The insult — which came from a white South African girl — cut through ten-yearold Sharon Maas ‘like a knife’. She was the only dark-skinned girl at Harrogate Ladies’ College in the early 1960s.

The shy little Maas had been raised to believe that all people are equal. But that day she realised that ‘It’s one thing to know, intellectu­ally, that people of all colours and races are equal. It’s quite another to ignore the reality that was out there in plain sight: white people were at the top of the racial pyramid, and the lighter you were the easier it would be to rise.’

Now in her seventies, Maas, the author of 13 novels, believes the ‘hard struggles’ of her childhood forced her to develop ‘a strength of mind you simply can’t cultivate when everything falls into your lap unasked’.

A fiercely independen­t only child, Maas was born in Guyana in 1951. Back then it was ‘British Guiana’, affectiona­tely known by its inhabitant­s as ‘BG’. As a child, Maas wasn’t able to understand the arguments against empire and felt that ‘Britain’s seemingly benign hand held us safe and cosy . . . you basked in the comfiness of it all’.

With both her parents busy at work and soon divorced, Maas was raised mostly by aunts and grandmothe­rs in the family’s large Dutch Colonial house on Lamaha Street, where cooling, lime-scented breezes blew through the ornately carved windows.

As she grew, the solitary Maas lost herself in Enid Blyton’s Famous Five stories, although the books alerted her to the racism she’d later encounter, when Anne (the youngest of the Five) woke to see a man’s face at her bedroom window. ‘Oh Julian!’ the character sobbed. ‘What if it was a black man!’ Maas was stung by the fact that ‘even the children in the books I read knew that their race was a better one’.

Yet it was ‘thanks to Enid Blyton that my soul settled in England’. Maas longed for the boarding school experience she’d read about in Malory Towers and her ambitious mother worked hard to ensure her clever child got what she wanted.

Maas’s account of her time in Harrogate will resonate with anyone who attended boarding school during the 1960s. She’s funny about the deportment lessons, serge knickers and eccentric teachers.

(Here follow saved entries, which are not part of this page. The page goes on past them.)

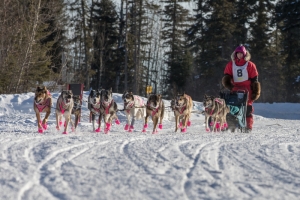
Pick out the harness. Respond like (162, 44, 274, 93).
(124, 96, 144, 113)
(175, 105, 187, 114)
(90, 101, 101, 115)
(102, 99, 114, 114)
(35, 97, 51, 112)
(58, 100, 71, 114)
(147, 101, 160, 116)
(205, 98, 223, 116)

After the bountiful fruit platters of Guyana, she was appalled by the awful school meals, including ‘a dish masqueradi­ng as stew that we called “chewed-up-and-spat-out” ’.

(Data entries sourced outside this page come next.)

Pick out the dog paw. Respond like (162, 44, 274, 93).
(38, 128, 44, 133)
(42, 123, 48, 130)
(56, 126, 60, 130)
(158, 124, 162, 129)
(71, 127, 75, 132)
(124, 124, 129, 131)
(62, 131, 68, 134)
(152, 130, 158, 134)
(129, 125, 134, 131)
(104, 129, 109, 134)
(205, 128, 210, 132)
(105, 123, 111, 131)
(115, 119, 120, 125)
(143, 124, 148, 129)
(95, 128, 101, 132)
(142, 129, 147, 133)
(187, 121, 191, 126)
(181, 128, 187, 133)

Despite her difference­s, Maas made wonderful friends and still has happy memories of her Harrogate years. Looking back in this richly evocative memoir, she is aware that many dark-skinned people ‘have faced and still face horrific abuse and treatment in the United Kingdom’, but she says that she was ‘never mocked’ by her ‘polite’ classmates.

‘It’s all about perspectiv­e,’ she says, concluding generously that ‘the long lens of time has brought not only deeper love and understand­ing, but compassion and, where needed, closure.’